Feminism is simply the term used for a movement committed to achieving equality for all genders.  This isn’t exclusive to women, although it makes sense that women are the driving force behind feminism.  It’s much easier to understand discrimination when you’re a member of the group being denied rights, opportunities and equal standing.

Of course men can also be feminists, and feminism can help men.  Feminism aims to break down all restrictive notions of gender, including ideas about how men “should” be and the roles they “should” hold as well.

I don’t really know why so many young women, and men, have come to see “feminism” as such a bad word.  Whedon’s ideal of a society that doesn’t need feminism is a nice one, but unfortunately it doesn’t really ring true.  So often the idea of a “natural state” has been used to justify the so-called innate violence of some men, or the assumption that women are biologically designed to stay home and raise children (so shouldn’t be in the workforce anyway).

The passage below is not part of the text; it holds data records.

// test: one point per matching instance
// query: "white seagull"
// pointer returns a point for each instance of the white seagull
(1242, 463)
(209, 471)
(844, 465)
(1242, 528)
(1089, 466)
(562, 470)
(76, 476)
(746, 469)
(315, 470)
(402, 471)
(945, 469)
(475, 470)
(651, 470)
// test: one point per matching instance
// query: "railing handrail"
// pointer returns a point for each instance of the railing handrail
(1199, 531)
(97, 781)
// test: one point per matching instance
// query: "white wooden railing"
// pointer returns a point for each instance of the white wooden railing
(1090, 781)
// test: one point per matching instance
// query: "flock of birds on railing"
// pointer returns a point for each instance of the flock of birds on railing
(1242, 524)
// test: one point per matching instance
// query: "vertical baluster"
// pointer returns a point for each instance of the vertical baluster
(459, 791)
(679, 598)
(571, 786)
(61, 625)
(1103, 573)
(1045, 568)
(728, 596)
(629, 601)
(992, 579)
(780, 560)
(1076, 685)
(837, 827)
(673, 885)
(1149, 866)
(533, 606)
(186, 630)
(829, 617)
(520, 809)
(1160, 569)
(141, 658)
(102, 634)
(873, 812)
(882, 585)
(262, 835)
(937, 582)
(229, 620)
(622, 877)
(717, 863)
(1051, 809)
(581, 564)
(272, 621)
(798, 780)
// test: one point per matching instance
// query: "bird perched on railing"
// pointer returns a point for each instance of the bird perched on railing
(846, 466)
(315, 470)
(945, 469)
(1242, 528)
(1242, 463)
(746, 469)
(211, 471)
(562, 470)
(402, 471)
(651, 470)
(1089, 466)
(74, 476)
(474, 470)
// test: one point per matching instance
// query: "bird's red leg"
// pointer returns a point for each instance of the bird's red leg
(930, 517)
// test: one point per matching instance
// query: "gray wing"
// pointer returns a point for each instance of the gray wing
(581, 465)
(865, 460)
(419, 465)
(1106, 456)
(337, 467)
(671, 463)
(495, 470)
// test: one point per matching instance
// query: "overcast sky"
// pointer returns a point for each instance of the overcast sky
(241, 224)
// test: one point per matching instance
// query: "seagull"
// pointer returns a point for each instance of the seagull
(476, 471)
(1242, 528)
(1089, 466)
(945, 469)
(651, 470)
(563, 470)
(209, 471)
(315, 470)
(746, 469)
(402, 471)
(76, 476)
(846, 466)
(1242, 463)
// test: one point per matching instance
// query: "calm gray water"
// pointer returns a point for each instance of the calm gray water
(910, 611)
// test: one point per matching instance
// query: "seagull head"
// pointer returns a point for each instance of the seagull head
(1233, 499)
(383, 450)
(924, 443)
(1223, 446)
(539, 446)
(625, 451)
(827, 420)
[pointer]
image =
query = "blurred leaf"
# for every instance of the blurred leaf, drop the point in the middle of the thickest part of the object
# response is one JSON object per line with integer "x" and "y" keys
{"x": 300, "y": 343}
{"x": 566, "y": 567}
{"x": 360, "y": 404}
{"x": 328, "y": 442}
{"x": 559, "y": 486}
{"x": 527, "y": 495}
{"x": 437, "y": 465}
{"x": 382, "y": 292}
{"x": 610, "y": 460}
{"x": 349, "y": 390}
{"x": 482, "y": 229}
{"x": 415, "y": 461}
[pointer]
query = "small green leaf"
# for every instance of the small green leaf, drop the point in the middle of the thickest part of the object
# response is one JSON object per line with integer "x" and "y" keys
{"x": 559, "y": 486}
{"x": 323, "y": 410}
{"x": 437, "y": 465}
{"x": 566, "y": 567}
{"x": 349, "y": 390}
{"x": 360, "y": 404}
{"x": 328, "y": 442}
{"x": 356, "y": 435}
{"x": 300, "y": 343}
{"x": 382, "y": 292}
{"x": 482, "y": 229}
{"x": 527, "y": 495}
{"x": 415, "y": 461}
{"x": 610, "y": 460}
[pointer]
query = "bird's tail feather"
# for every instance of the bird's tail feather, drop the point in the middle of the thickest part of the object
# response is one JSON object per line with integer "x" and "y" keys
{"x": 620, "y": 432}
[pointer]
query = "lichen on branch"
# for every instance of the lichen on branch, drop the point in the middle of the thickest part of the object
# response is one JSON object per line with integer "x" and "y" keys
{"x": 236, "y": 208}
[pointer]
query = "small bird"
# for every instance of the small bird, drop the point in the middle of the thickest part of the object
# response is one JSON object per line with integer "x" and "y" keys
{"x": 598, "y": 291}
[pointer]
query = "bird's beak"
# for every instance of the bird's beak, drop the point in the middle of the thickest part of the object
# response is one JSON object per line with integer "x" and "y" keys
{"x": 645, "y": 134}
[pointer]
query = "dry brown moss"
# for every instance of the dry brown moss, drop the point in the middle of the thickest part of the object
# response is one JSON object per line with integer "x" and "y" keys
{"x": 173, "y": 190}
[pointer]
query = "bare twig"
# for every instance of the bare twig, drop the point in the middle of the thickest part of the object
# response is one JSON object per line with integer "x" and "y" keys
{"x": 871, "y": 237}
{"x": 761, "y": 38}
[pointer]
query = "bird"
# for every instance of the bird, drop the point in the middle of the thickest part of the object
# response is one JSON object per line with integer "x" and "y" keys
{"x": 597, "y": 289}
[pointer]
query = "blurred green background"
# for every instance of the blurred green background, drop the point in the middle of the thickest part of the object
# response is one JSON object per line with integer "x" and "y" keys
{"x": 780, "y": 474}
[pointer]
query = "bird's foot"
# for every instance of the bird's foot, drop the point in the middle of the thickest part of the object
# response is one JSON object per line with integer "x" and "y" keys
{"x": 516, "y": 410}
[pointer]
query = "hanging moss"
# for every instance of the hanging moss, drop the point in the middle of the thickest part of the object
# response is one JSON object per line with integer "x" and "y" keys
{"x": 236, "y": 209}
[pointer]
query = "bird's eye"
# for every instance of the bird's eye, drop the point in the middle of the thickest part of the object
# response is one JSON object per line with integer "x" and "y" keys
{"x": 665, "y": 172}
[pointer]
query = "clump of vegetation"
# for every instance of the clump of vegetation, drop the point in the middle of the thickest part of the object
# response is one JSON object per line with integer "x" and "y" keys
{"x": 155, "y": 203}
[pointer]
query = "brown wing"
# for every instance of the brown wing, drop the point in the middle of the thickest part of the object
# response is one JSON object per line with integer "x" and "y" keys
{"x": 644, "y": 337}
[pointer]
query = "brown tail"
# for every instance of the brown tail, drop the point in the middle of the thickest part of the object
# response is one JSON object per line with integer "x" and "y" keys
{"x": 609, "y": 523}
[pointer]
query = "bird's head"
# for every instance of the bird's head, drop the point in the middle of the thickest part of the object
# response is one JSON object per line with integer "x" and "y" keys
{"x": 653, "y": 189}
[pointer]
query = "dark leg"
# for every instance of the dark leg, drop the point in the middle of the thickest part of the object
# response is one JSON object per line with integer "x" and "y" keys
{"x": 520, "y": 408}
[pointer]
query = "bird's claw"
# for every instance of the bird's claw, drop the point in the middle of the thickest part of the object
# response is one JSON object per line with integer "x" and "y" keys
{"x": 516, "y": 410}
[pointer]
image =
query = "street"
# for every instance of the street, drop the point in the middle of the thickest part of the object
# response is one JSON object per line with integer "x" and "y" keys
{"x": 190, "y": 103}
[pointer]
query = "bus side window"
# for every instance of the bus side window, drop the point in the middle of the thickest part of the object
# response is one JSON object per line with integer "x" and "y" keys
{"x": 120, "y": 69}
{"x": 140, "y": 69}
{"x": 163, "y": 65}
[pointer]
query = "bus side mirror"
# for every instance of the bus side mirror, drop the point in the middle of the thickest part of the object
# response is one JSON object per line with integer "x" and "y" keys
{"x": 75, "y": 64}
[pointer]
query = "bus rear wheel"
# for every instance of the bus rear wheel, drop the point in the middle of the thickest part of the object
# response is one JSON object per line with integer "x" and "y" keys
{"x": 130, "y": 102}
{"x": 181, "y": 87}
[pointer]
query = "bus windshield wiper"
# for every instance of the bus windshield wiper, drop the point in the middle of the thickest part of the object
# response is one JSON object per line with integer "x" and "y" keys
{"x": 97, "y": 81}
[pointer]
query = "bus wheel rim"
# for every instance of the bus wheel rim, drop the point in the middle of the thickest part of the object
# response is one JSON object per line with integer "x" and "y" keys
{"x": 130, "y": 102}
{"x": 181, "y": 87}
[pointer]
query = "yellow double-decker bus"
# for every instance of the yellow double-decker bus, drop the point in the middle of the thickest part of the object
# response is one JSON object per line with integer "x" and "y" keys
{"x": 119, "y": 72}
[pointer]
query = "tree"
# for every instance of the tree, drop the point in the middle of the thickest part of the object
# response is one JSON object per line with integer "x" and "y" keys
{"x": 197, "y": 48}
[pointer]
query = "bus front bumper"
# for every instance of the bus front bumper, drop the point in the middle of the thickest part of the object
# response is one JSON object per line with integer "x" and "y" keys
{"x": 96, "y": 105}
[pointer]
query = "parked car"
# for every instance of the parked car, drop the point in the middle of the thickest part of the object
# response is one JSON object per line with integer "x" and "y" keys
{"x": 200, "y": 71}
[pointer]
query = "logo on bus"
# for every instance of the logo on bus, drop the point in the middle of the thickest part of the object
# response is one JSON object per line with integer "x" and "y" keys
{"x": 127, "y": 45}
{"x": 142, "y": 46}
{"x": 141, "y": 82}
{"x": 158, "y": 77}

Then you have things like the gender wage gap, where women in New Zealand are still making on average $4.00 less an hour than men.  In the finance and industry services sector, the gap widens to a massive $18.00 per hour difference…and it’s only continuing to grow.

So, if you’re a person who thinks that all people deserve equal pay for equal work, as well as the same rights and opportunities, then I’m sorry to say you are probably a feminist – whether you like that word or not.